Analysts at UBS believe that Hansen Technologies will get involved in mergers and acquisitions this year, leading to gains in its share price.
UBS said in a research note that the company that provides billing systems software for the energy and communications sectors has a robust balance sheet that can support mergers and acquisitions, and M&A has historically been a driver of Hansen’s share price.
“Our price target includes $1 per share to account for likely upcoming M&A, which, in our view, is not being factored into the current share price,” the analysts said.
Shares are currently trading at about $5.02.
Hansen became subject to a proposed buyout by BGH Capital in 2021, but the private equity firm walked away from the target after initially offering $1.3bn or $6.50 per share.
In a scenario where Hansen does embark on M&A, UBS says this could add between 35c and $1.70 per share to its valuation.
“M&A has been a major part of Hansen’s long-term earnings growth and the company has a strong track record of acquisition integration.”
M&A could boost the value of Hansen’s shares by between 6 and 26 per cent, the analysts say.
There has been a lull in Hansen M&A over the past three years, given Covid-19 travel restrictions and boom in software tech valuation multiples.
However, both of these factors have now largely normalised.
“This should set the stage for Hansen to resume its bolt-on M&A program within the global billing software industry, which remains highly fragmented.”

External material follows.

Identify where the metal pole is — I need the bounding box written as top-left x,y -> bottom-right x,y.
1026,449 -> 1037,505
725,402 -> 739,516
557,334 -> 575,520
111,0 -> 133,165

Since its 2022 financial year result, Hansen shares have underperformed the ASX Small Ordinaries index by 20 per cent, driven by fears of earnings pressure this financial year from unrecovered cost inflation.
UBS has forecast earnings before interest, tax, depreciation and amortisation for this financial year to fall 2 per cent to $98m, with the earnings weakness isolated to the first half of the financial year.
“We expect Hansen to return to earnings growth in the second half, and forecast 13 per cent EBITDA growth versus the previous corresponding period.”
“(The) improved earnings growth outlook through the second half of the financial year is driven by the lagged benefits of CPI-linked price increases, a strong number of recent contract wins and a reduction in Hansen employee churn costs as tech labour tightness normalises.”